This article was published in May of 2023,
five months before the most murderous
day of Jews since the Holocaust, and I fear
her thesis has only been strengthened.
Teaching only about the Holocaust without
teaching about the Jewish people, Jewish
values and ideals, Jewish contributions to
the world, Jewish culture and practice
only focuses on Jews as victims. But
today’s antisemite learns about the
Holocaust and sees the Jewish people as
the committer of a current genocide
instead of the victim, as perpetrating a
Holocaust instead of experiencing one.
Another famous Jew has been targeted
with hate for his Judaism, but he has
responded in a very different way. Michael
Rapaport is an award-winning actor,
comedian and podcaster. Since October 7
he has not only visited Israel countless
times, he has relentlessly dedicated his
online influence to advocating for Israel
and the Jewish people. Asked about how
October 7 impacted him, he said, “My
Judaism has changed 100%. I am more in
tune with it. I’m more proud, I’m more
aware, I’m more educated. I’m more
proactive in every single way possible and
I’m really glad about that.”
Asked how his belief in G-d has changed,
he answered: “I believe in G-d in a
different way. I believe in Hashem in a
different way. I celebrate and understand
him in a different way. I think we have
nothing but faith. You have to have faith.
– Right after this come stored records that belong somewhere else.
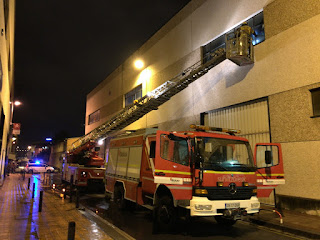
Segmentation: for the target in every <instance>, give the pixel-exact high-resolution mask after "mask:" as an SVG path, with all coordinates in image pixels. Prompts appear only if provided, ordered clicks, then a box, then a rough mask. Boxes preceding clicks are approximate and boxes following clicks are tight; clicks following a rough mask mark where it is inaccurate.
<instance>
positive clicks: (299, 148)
mask: <svg viewBox="0 0 320 240" xmlns="http://www.w3.org/2000/svg"><path fill="white" fill-rule="evenodd" d="M244 22H247V23H248V24H249V25H250V26H251V27H253V29H254V30H255V34H254V64H251V65H246V66H242V67H239V66H238V65H235V64H234V63H233V62H231V61H229V60H225V61H223V62H222V63H220V64H219V65H217V66H216V67H214V68H213V69H211V70H210V71H209V72H208V73H207V74H205V75H204V76H202V77H201V78H200V79H198V80H196V81H195V82H194V83H192V84H191V85H190V86H189V87H188V88H186V89H184V90H183V91H182V92H180V93H178V94H177V95H176V96H174V97H172V98H171V99H170V100H169V101H168V102H166V103H165V104H163V105H162V106H160V107H159V109H158V110H156V111H152V112H150V113H148V114H147V115H145V116H144V117H143V118H141V119H140V120H138V121H136V122H134V123H133V124H131V125H130V126H129V127H127V129H139V128H146V127H158V128H159V129H161V130H176V131H179V130H188V129H189V125H190V124H191V123H196V124H207V125H214V126H217V127H228V128H236V129H240V130H241V131H242V133H241V134H240V135H241V136H243V137H246V138H248V139H249V140H250V142H251V144H252V146H254V145H255V143H257V142H279V143H281V144H282V148H283V149H282V151H283V161H284V169H285V178H286V184H285V185H283V186H279V187H278V188H277V189H276V196H277V203H278V204H281V205H282V206H283V207H286V208H290V209H304V211H305V212H307V213H309V214H315V215H320V188H319V186H318V182H319V181H320V175H319V174H318V171H319V170H320V118H319V117H320V81H319V76H320V68H319V67H318V65H319V62H320V61H319V60H320V57H319V54H318V52H319V49H320V42H319V41H318V37H320V32H319V31H317V30H316V29H317V26H319V24H320V2H319V1H318V0H305V1H304V2H303V4H301V1H298V0H292V1H287V0H258V1H251V0H227V1H224V0H215V1H212V0H207V1H205V0H193V1H191V2H190V3H189V4H188V5H186V6H185V7H184V8H183V9H182V10H181V11H180V12H179V13H178V14H177V15H176V16H174V17H173V18H172V19H171V20H170V21H169V22H168V23H167V24H166V25H165V26H163V27H162V28H161V29H160V30H159V31H158V32H157V33H156V34H155V35H154V36H152V37H151V38H150V39H149V40H148V41H147V42H146V43H145V44H144V45H143V46H141V48H140V49H138V50H137V51H136V52H135V53H134V54H133V55H131V56H130V57H129V58H128V59H127V60H126V61H125V62H124V63H122V64H121V65H120V66H119V67H118V68H117V69H115V70H114V72H113V73H112V74H110V75H109V76H108V77H107V78H106V79H105V80H104V81H103V82H101V83H100V84H99V85H98V86H97V87H96V88H95V89H94V90H93V91H91V92H90V93H89V94H88V96H87V104H86V129H85V131H86V133H88V132H90V131H91V130H93V129H94V128H96V127H97V126H99V125H101V124H102V123H104V122H105V121H107V120H108V119H109V118H110V117H111V116H113V115H115V114H116V113H117V112H118V111H119V110H121V109H122V108H123V107H125V106H126V105H128V104H131V103H133V101H134V100H135V99H137V98H139V97H141V96H144V95H146V94H147V93H148V92H150V91H152V90H153V89H155V88H156V87H158V86H159V85H161V84H162V83H164V82H166V81H167V80H170V79H171V78H173V77H174V76H176V75H177V74H181V73H182V72H183V70H184V69H186V68H188V67H189V66H191V65H192V64H194V63H196V62H199V61H201V62H203V63H204V62H206V61H207V60H208V58H210V53H212V52H213V51H214V50H215V49H217V48H219V47H225V34H226V33H228V32H230V31H233V30H234V29H236V28H237V27H238V26H240V25H241V24H242V23H244ZM136 59H141V60H143V61H144V63H145V67H144V69H143V70H139V71H138V70H136V69H135V68H134V66H133V62H134V61H135V60H136ZM262 201H263V202H265V203H268V204H273V203H274V199H272V197H271V198H270V199H264V200H262Z"/></svg>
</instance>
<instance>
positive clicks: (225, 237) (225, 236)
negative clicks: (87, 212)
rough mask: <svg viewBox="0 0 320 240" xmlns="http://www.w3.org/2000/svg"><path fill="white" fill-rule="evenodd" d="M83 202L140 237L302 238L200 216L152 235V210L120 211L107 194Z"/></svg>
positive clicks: (150, 237) (181, 222) (256, 238)
mask: <svg viewBox="0 0 320 240" xmlns="http://www.w3.org/2000/svg"><path fill="white" fill-rule="evenodd" d="M80 202H81V204H82V205H83V206H84V207H86V208H87V209H90V210H92V211H94V212H96V214H98V215H99V216H100V217H102V218H104V219H106V220H107V221H109V222H110V223H112V224H113V225H115V226H116V227H118V228H119V229H121V230H122V231H124V232H126V233H127V234H129V235H130V236H132V237H133V238H135V239H138V240H150V239H155V240H158V239H159V240H160V239H161V240H162V239H167V240H171V239H173V240H180V239H183V240H188V239H193V240H194V239H203V240H205V239H215V240H216V239H217V240H220V239H246V240H250V239H254V240H257V239H270V240H273V239H281V240H282V239H284V240H286V239H302V238H300V237H297V236H290V235H287V234H283V233H280V232H276V231H273V230H269V229H266V228H261V227H257V226H255V225H252V224H249V223H247V222H243V221H238V222H237V223H236V224H235V225H234V226H233V227H229V228H226V227H222V226H221V225H218V224H217V223H216V221H215V220H214V219H213V218H198V219H197V220H195V221H193V222H192V224H191V225H188V224H187V222H186V221H184V220H183V219H181V220H179V222H178V224H177V231H176V232H174V233H166V234H165V233H162V234H156V235H154V234H152V213H151V211H150V210H147V209H144V208H142V207H138V208H136V207H133V208H131V209H129V210H125V211H120V210H118V209H117V207H116V206H114V204H113V202H112V201H110V200H105V199H104V196H103V195H86V196H83V197H81V200H80Z"/></svg>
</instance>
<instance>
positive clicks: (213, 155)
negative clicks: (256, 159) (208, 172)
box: [196, 137, 255, 172]
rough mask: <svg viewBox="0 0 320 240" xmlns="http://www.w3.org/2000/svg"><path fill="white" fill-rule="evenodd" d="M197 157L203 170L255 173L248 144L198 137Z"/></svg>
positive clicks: (238, 142)
mask: <svg viewBox="0 0 320 240" xmlns="http://www.w3.org/2000/svg"><path fill="white" fill-rule="evenodd" d="M196 144H197V147H196V148H197V156H198V158H200V159H201V161H202V163H203V169H204V170H215V171H240V172H251V171H255V166H254V163H253V157H252V152H251V148H250V145H249V143H247V142H243V141H236V140H231V139H220V138H210V137H200V138H199V137H198V138H197V139H196Z"/></svg>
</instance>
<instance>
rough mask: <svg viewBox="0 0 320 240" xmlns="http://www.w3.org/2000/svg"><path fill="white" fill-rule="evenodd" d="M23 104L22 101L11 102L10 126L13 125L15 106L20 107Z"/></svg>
mask: <svg viewBox="0 0 320 240" xmlns="http://www.w3.org/2000/svg"><path fill="white" fill-rule="evenodd" d="M21 104H22V103H21V102H20V101H14V102H10V105H11V117H10V125H12V119H13V106H20V105H21Z"/></svg>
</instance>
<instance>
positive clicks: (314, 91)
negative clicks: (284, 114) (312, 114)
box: [310, 88, 320, 117]
mask: <svg viewBox="0 0 320 240" xmlns="http://www.w3.org/2000/svg"><path fill="white" fill-rule="evenodd" d="M310 93H311V98H312V111H313V116H314V117H316V116H317V117H318V116H319V117H320V88H316V89H312V90H310Z"/></svg>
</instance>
That’s been one of the good things that has
come from this last year for me personally.”
Michael Rapaport now wraps tefillin and
says about it, “Every single time is a
blessing, every single time is a Mitzvah.”
Certainly, we must confront antisemites,
hold them accountable, throw the book at
them and, when possible, seek to reform
them. Educating may be a first step, but it
cannot be the whole strategy. The answer
is to not focus on their education, like
Dave Portnoy did, but to focus on ours, as
Michael Rapaport is. Our response to acts
of antisemitism must be more Jewish
pride, more Jewish practice, stronger
Jewish identity, increased Torah
observance.
Rather than reward the hateful hoodlums
with a trip to Poland, Portnoy should
announce he is going to Israel. He should
put on a Magen Dovid necklace if not a
yarmulka, hang a mezuzah on his home
and office, engage his Judaism and Jewish
learning in a meaningful way.
When doing one of his famous pizza
reviews, before he takes a bite and gives a
score, Portnoy proudly announces “one
bite, everyone knows the rules.” But the
truth is, while everyone may know the
rules, he does not follow them: he doesn’t
take one bite, he takes several and when
the pizza tastes particularly good, he can’t
help himself from finishing the whole
slice.
Describing a relationship with Hashem,
Dovid HaMelech (Tehillim 34:9) taught,
Ta’amu u’ru ki tov Hashem, taste and you
will see that Hashem is good. Why does
he employ the word taste, why not just say
see that Hashem is good? Faith begins
with practice. You can’t just listen, read
about or think about Hashem, you must
engage, act and then you will see with
clarity a life of meaning, purpose and
eternity. It begins with a taste, a little
something and you will want more.
We must confront antisemitism but not
just with stories or tours of Jewish
victimhood. Instead of focusing on
educating others, educate yourself, your
children and Jews all around us to be
living richly proud and practicing Jewish
lives.
Start with one thing. Just one bite of a
mitzvah and you will want more and more.